You crook your dainty pinky finger and hold it out, your face quite solemn. “Pinky promise, daddy?”
I know how serious this is. It’s more than a promise – it’s a PINKY promise. In the hierarchy of commitments, only the super double dare holds more weight.
My own finger is extended in agreement. Our fingers hook together firmly for a brief moment, and then your face explodes into a smile. “Okay!” You run off to do something else, confident that whatever promises that were made would be kept.
I don’t know where you learned the pinky promise. Probably on the playground where most of the most important learning seems to happen. I know it was a staple of my childhood, even though I’m sure it was ancient even then.
It’s interesting to me that even at your age, you’ve figured out that the value in a promise is variable. Things can be said, but you might not actually count on it unless a further modifier is made. Talk is just noise but if accompanied by the word “promise” it suddenly holds value. And even saying it’s a promise isn’t enough, it holds more weight if it’s accompanied by some act. (I’m suddenly glad blood oaths never took off in this country, which isn’t a sure thing given the ubiquity of Game of Thrones.)
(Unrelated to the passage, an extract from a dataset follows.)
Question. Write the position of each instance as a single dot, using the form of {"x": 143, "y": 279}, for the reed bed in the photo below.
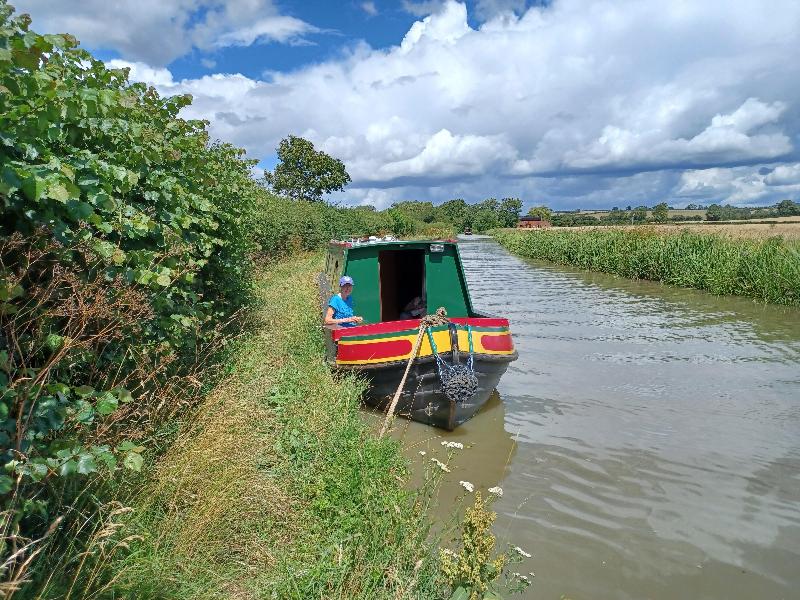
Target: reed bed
{"x": 767, "y": 269}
When you get older, it becomes rarer that a promise is made so explicitly, let alone with a gesture (although a ring is the ultimate gesture for one of the biggest promises you might make, but please don’t think of that for many many many years okay? Okay.) We adults might use a handshake, but that’s about it. As adults, we tend to be taken at face value and when we make a commitment we often are held to it, whether it’s personally or professionally. (Although I might start to use this at work. My client might ask, “Why is this deliverable late?” I can try responding “Did I pinky promise to have it you by close of business?” Hrm.)
My word is important. I feel that the commitments I make to others should take precedence. If I say I’m going to be somewhere? I’ll make sure I orient my day to make sure that happens. I commit to something for my friends or family? You better believe I’ll make it happen. I commit to a date at work for a deliverable? I’ll make sure I stay up the night before so that it’s done.
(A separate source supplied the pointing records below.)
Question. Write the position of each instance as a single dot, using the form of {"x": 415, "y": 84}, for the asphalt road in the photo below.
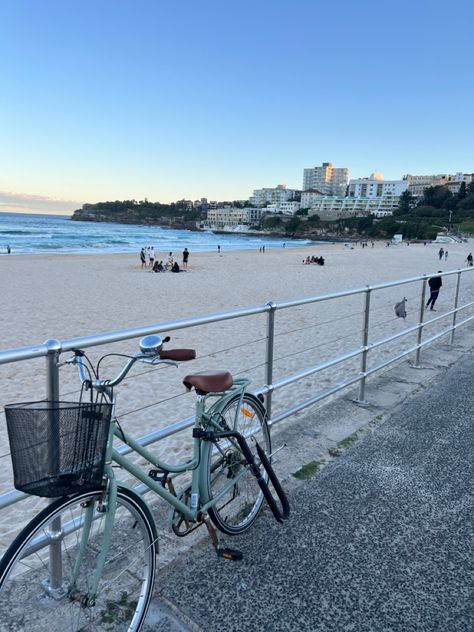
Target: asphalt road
{"x": 381, "y": 540}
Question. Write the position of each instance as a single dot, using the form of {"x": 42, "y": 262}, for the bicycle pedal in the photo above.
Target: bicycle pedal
{"x": 229, "y": 554}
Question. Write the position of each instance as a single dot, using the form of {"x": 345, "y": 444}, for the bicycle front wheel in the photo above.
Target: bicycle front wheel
{"x": 37, "y": 589}
{"x": 238, "y": 503}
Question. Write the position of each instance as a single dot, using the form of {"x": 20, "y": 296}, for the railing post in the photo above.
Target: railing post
{"x": 365, "y": 342}
{"x": 54, "y": 582}
{"x": 269, "y": 359}
{"x": 456, "y": 300}
{"x": 420, "y": 324}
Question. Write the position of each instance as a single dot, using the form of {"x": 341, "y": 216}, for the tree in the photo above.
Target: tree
{"x": 468, "y": 202}
{"x": 293, "y": 225}
{"x": 462, "y": 191}
{"x": 405, "y": 204}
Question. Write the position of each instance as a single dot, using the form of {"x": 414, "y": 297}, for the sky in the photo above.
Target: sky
{"x": 114, "y": 99}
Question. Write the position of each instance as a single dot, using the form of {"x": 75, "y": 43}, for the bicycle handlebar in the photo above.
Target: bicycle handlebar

But what about the other types of promises? Namely, the ones I make to myself?
Oh? It’s just for me? Pshaw! I can downgrade those. Move ’em to the side. Bottom of the to-do list. I’ll get to them eventually. Maybe.
Stephen Covey – he of Seven Habits fame – wrote famously that there are levels of development, the first of which was individual mastery. We move from dependence to independence, and from there to interdependence. But it all starts with ourselves. We need to take care of ourselves before we can reasonably take care of other people. This is something I still struggle with. I almost always put other’s people needs (or more rightfully stated, my perception of their needs) before my own. And that’s wrong.
I think of it as a paved path alongside some green and lush grass. Sticking to the path is easy at first. Over time, though, you start to step off that path and trod on the grass a bit. Maybe you’re in a hurry. Maybe instead of following the path around a sharp corner you take a short cut and cut through the grass. Maybe you do it gingerly at first and step back onto the path. But nobody gets hurt, so maybe after some more time you give yourself increased permission to simply walk on the grass. It becomes easier and easier to stray off your path the more you’ve already strayed. Pretty soon all that’s left of that grass is dirt, and there’s little difference between what your path was and thin mud.
That’s where I find myself at times. I want to stick to my own path, but years of failed – or incompletely kept – promises means I’m more apt to shrug in helplessness when I inevitably venture off of it. It’s not something that I’m proud of.
I’ll continue to try to do better keeping my commitments to myself. That’s my promise to you.